Jataka 12

Nigrodhamiga Jātaka

Keep Only with the Banyan Deer

as told by Eric Van Horn

originally translated by Robert Chalmers, B.A., of Oriel College, Oxford University

originally edited by Professor Edward Byles Cowell, Cambridge University

This Jātaka is the first one in the collection about a nun. Women at the time of the Buddha were little more than slaves. But the Buddha not only started an order of nuns, there were many prominent laywomen in his Saṇgha. One of them, Visākhā, is also in this story.

Also notice that the Buddha does not automatically take the nun into his Saṇgha. Even though he knows that she is innocent of any wrong-doing, he is sensitive to the realities of public opinion. The monks and nuns lived on alms food. They were completely at the mercy of the support of the community. So he organized a process whereby her innocence could be shown in a public way.

I am sure you will not miss the unflattering description of the human body. One of the strongest attachments we have and one of the strongest senses of self-identity that we have is with the human body. This creates a lot of suffering for ourselves and is an important focus in Buddhist practice. The aim is to appreciate and care for the body without becoming attached to it as “me.”

Keep only with the Banyan Deer.” This story was told by the Master while at Jetavana.

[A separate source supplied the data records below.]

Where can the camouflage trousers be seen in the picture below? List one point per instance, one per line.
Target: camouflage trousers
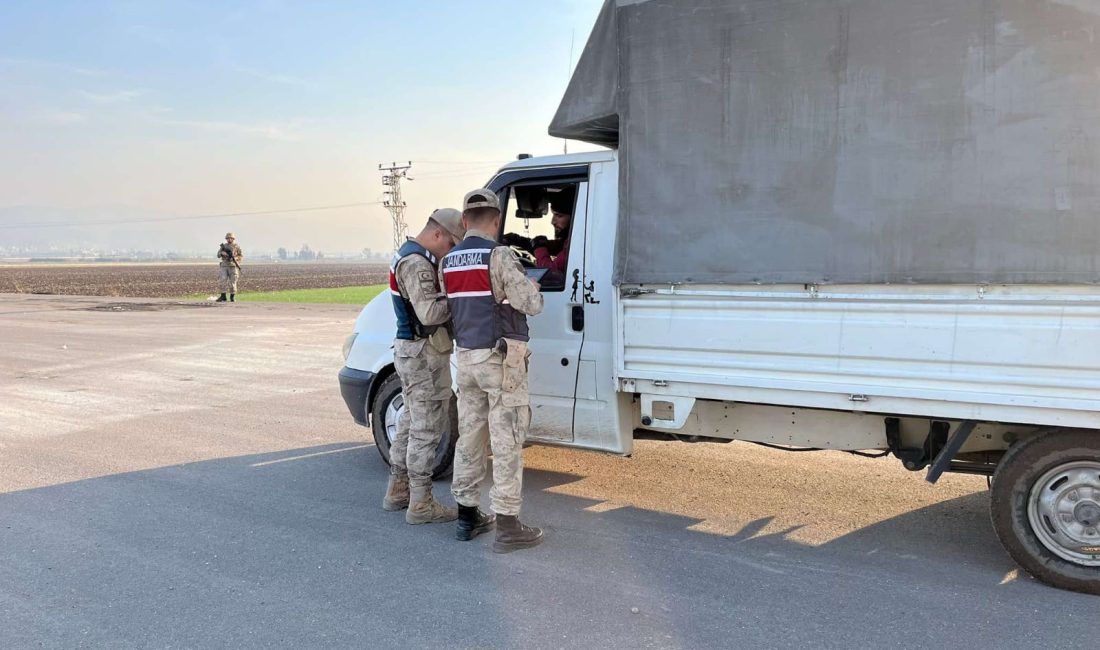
(227, 279)
(494, 411)
(426, 384)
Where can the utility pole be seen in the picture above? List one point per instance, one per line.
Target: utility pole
(392, 177)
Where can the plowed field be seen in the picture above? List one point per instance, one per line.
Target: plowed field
(168, 281)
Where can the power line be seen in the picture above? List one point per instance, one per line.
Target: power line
(454, 173)
(185, 218)
(497, 163)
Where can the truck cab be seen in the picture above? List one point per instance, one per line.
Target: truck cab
(574, 400)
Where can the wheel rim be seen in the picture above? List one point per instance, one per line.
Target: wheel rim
(394, 411)
(1064, 510)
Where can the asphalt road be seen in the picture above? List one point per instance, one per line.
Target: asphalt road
(189, 477)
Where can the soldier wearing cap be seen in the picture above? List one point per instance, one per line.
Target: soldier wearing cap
(422, 357)
(491, 298)
(229, 267)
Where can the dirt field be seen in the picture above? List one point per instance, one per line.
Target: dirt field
(166, 281)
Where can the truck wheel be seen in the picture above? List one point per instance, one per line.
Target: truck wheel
(1046, 507)
(388, 404)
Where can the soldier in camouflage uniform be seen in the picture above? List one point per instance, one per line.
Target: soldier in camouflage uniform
(422, 360)
(229, 267)
(491, 297)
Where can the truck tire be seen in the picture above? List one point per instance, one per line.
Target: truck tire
(387, 405)
(1046, 507)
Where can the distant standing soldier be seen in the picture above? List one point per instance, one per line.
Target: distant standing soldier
(422, 357)
(229, 267)
(491, 298)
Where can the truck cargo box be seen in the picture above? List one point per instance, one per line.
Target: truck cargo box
(847, 141)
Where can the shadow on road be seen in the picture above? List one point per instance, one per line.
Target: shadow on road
(250, 552)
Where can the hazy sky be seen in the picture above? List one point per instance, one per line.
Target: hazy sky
(205, 107)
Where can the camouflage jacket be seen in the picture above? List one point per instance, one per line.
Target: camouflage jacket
(418, 282)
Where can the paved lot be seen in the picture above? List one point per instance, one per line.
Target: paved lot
(188, 477)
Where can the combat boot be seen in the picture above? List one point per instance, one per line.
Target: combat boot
(397, 494)
(472, 522)
(513, 536)
(424, 508)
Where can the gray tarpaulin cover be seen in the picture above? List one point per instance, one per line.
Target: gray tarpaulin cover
(848, 141)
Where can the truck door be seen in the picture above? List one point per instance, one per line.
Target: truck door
(529, 204)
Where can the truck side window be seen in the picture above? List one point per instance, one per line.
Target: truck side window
(537, 224)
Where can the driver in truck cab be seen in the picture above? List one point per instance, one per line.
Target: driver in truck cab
(552, 254)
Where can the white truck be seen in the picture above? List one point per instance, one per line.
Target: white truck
(791, 243)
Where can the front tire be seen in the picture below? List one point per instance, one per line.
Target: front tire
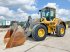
(39, 32)
(60, 30)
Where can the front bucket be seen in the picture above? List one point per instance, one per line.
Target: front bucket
(14, 38)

It is about the mother of the Elder Prince Kassapa. She was the daughter, we learn, of a wealthy merchant of Rājagaha. She was deeply rooted in goodness, and she scorned all worldly things. She had reached her final existence and within her breast, like a lamp in a pitcher, the certainty of her winning Arahatship glowed.

Even at a very young age, she took no joy in a worldly life. She yearned to renounce the world and to become a nun. With this aim, she said to her mother and father, “My dear parents, my heart takes no joy in a worldly life. I would rather embrace the saving Dharma of the Buddha. Let me take the vows.”

“What, my dear? We are a very wealthy family, and you are our only daughter. You cannot take the vows.”

Even though she asked them again and again, she failed to win her parents’ consent. She thought to herself, “So be it. When I am married into another family, I will get my husband’s consent and take the vows.”

When she came of age, she entered another family. She proved a devoted wife and lived a life of goodness and virtue in her new home. Now it came to pass that she became pregnant, but she did not know it.

There was a festival proclaimed in that city, and everybody kept the holiday. The city was decorated like a city of the gods. But even at the height of the festival, she did not wear any jewelry or fine clothes. Her husband said to her, “My dear wife, everybody is on holiday, but you do not put on your best clothes.”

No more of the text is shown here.